Reste du reste d'un anniversaire
J'avais rendez vous à 18h45 avec mon frère, ce soir du concert de Naïssam Jalal ; auparavant, j'ai fait une rencontre vivifiante, émouvante. Un porte monnaie à acheter pour un autre anniversaire à venir ; la vendeuse, belle femme, visage large, cheveux jais, yeux pétillants et douceur de son corps, m'aide à choisir sans rien m'imposer. Finalement, le porte monnaie sera rouge.
Nous allons à la caisse ; elle parle gaiement de ces anniversaires de maman, le même jour que leur fille. Comme ma soeur et ses vingt ans d'écart avec Claire. Son accent est intriguant, pas polonais, ukrainien peut être. Je lui pose la question. Elle est Arménienne ; son cœur chante lorsque je lui décris son pays vu en hiver 1980. Le mont Arara, l'arche de Noë qui y amerrit, les églises orthodoxes dans les grottes, le massacre des Arméniens par les Turcs. La gentillesse des gens, bien différente de la froideur institutionnelle moscovite.
Elle sourit, me dit que son cœur est touché. Nous nous séparons, heureuses de ce moment intime. Et je me souviens de cet avant lointain.

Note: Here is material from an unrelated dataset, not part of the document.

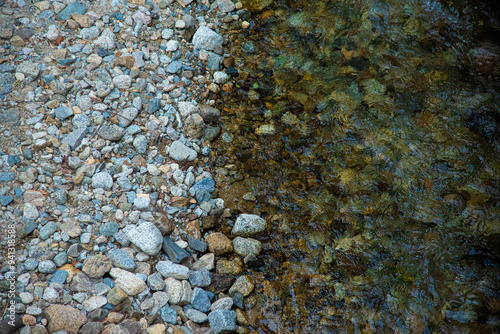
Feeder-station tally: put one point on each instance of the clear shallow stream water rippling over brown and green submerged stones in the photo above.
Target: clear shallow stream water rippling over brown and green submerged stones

Mon frère arrive, légèrement en retard, s'étant trompé de lieu de rendez-vous. Vite nous filons dans un restaurant à hamburger. Ceux ci sont originaux ; le pain est soit remplacé par des gaufres ou par une crêpe. Nous choisissons les hamburgers gaufres. Végétarien pour moi, poulet pour lui. La salle est froide, nous sommes seuls, du jaune, des coussins sur les banquettes. Ai-je bien choisi ? Puis le serveur arrive, remet le chauffage en route, dépose les plateaux sur la table avec le sourire. C'est bon, plus de goût que chez le roi des hamburgers. En partant, je félicite le serveur et le cuisinier, hommes de pays différent, l'un de Turquie peut être, l'autre d'Inde ou du Pakistan. Moment de bonheur.
Le spectacle se passe, nous sommes placés plutôt vers l'avant (au 7ème rang). En sortant, visite aux toilettes, passage obligatoire, je rencontre Carmen. Ses cheveux sont blancs, mi-longs entourant son visage, sa jupe, large. Prête à danser, à rire. Heureuse d'être en retraite depuis 5 ans, elle était bibliothécaire dans mon quartier (la médiathèque qui a brûlé en juin 2023). Elle s'occupait du rayon spiritualité.
J'aime ces rencontres placées sous le signe de l'instant, de l'immédiateté. Elles sont le bonheur en concentré.